By Mike McPhee

The battle line was drawn Thursday over Gov. Bill Owens’ proposal to balance next year’s budget with tobacco money.

Owens, believing it risky to rely on future payments, wants to settle for an $800 million payoff, using $80 million to fix the budget and the rest for a “rainy day” fund.

But Thursday, Colorado Sen. Dave Owen, R-Greeley, the vice-chair of the Joint Budget Committee, said he doesn’t think the governor’s payoff proposal has enough support in the legislature to pass.

Colorado receives, on average, about $100 million a year from tobacco payments, which should last roughly another 21 years. The payments stem from the settlement of class-action lawsuits filed by states against tobacco companies over smoking-related health problems.
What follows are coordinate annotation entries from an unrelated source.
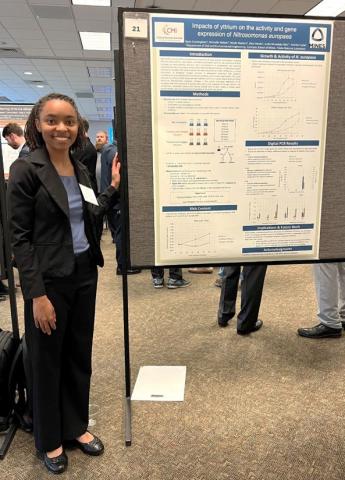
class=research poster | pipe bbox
[0,103,33,179]
[150,14,333,265]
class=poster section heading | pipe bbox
[152,17,331,52]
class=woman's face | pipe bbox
[36,100,79,151]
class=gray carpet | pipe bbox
[0,231,345,480]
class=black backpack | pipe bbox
[0,329,32,432]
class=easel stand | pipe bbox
[0,138,20,460]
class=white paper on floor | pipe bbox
[131,366,186,402]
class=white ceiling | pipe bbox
[0,0,336,121]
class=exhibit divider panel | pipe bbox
[119,9,345,267]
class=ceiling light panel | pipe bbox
[72,0,111,7]
[92,85,113,93]
[269,0,318,15]
[87,67,113,78]
[306,0,345,17]
[95,97,112,104]
[231,0,277,14]
[79,32,110,50]
[31,5,73,19]
[193,0,237,12]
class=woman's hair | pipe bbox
[24,93,85,150]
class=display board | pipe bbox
[119,9,345,266]
[0,103,33,178]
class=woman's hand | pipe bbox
[111,153,121,189]
[32,295,56,335]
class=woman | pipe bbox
[7,93,120,473]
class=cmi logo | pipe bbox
[309,27,327,49]
[155,22,184,43]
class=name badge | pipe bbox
[79,183,98,206]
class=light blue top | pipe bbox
[60,175,90,254]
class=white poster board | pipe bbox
[0,103,33,178]
[150,13,333,265]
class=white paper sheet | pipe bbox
[132,366,186,402]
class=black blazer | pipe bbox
[7,147,119,300]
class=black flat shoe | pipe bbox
[297,323,342,338]
[37,452,68,475]
[73,434,104,457]
[237,319,263,335]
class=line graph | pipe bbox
[177,233,211,248]
[253,108,303,140]
[255,70,297,103]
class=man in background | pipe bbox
[2,122,30,158]
[73,118,99,196]
[95,130,108,193]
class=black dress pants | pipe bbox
[218,264,267,332]
[25,252,97,452]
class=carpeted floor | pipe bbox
[0,231,345,480]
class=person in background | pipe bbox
[2,122,30,157]
[218,264,267,335]
[73,118,99,195]
[151,267,191,289]
[101,132,141,275]
[95,130,108,192]
[7,93,120,473]
[297,262,345,339]
[188,267,213,273]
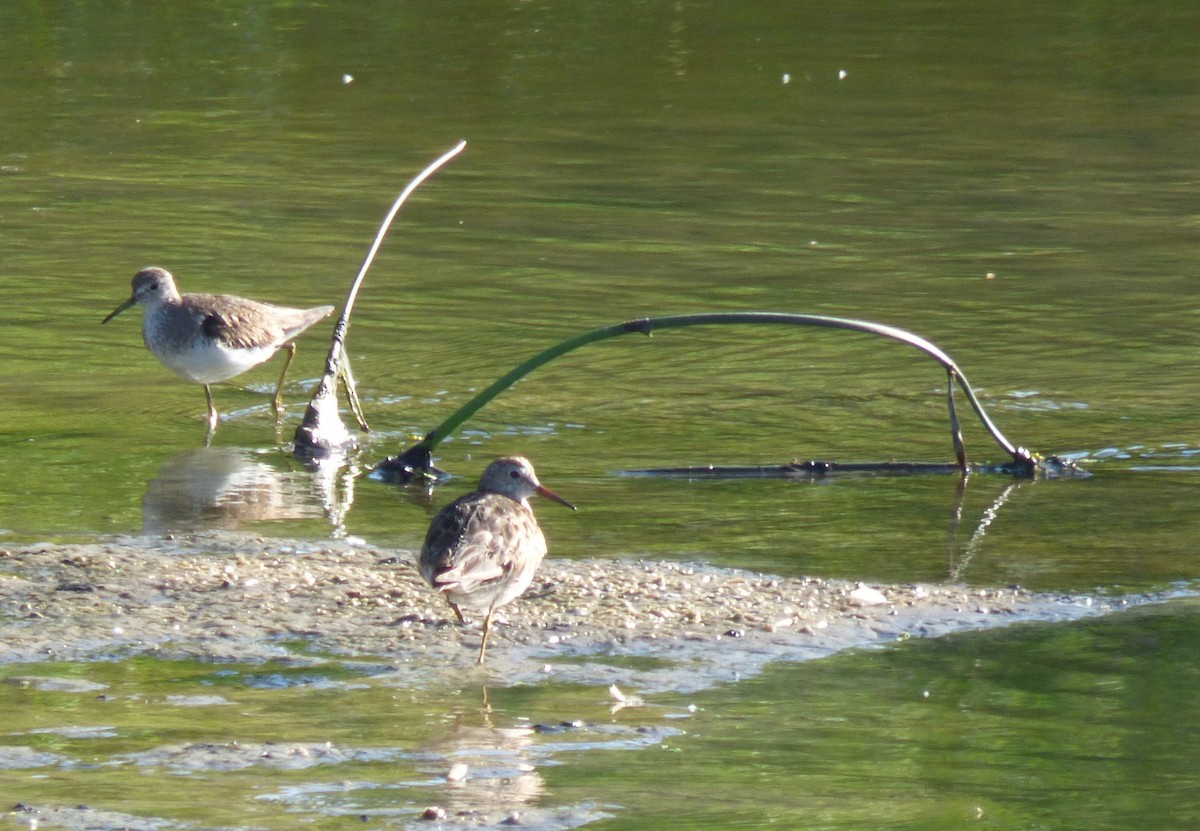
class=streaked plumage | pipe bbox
[419,456,575,663]
[101,268,334,431]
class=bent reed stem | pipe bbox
[394,312,1037,473]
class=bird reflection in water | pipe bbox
[142,447,326,533]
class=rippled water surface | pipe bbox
[0,0,1200,829]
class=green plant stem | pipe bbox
[404,312,1033,468]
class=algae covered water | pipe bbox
[0,0,1200,829]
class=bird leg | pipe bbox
[475,606,496,664]
[204,384,217,438]
[271,343,296,418]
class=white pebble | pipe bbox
[850,584,888,606]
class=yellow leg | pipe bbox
[204,384,217,434]
[271,343,296,417]
[475,609,496,664]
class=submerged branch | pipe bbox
[292,142,467,461]
[374,312,1060,480]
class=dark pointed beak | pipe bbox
[538,485,576,510]
[100,297,137,325]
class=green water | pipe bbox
[0,0,1200,827]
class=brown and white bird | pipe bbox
[101,268,334,435]
[419,456,575,664]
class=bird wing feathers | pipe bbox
[192,294,334,349]
[420,492,546,594]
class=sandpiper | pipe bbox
[420,456,575,664]
[101,268,334,435]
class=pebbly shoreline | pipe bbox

Thursday, anti-smoking and health advocates including the grandson of the founder of the R.J. Reynolds Tobacco Co. appealed to legislators to scrap Gov. Owens’ plan for a lump-sum payoff.

Members of the Colorado Tobacco Education and Prevention Alliance argued that Gov. Owens’ plan will eliminate funding to a smoking-cessation plan run by the state health department.

“These (smoking-cessation) programs have had spectacular results,” said Patrick Reynolds, who chose to work full time against smoking after watching his father die of lung disease.

Sen. Owen said that if the governor’s plan passes, he doesn’t believe programs funded by the tobacco money would die.

“They won’t go away. They’ll find a way to be funded out of the $800 million, which will be spent faster than anyone thinks,” he said.

The cessation program this year received only $3.8 million, about half of what was paid out in fiscal year 2001-02.

Gov. Owens on Tuesday told the budget committee that all programs funded by tobacco money, including smoking-cessation programs, would be phased out within three years.

But Thursday, Owens changed his tune and said the smoking-cessation program would receive $13.5 million next year. However, no decision about its funding has been made beyond next year, he said.

In addition to using $80 million of the payout to help balance next year’s budget, Owens has proposed putting the remaining $720 million into a “rainy day” fund for emergencies. Members of the JBC said they doubted that fund would last more than a few years before being spent.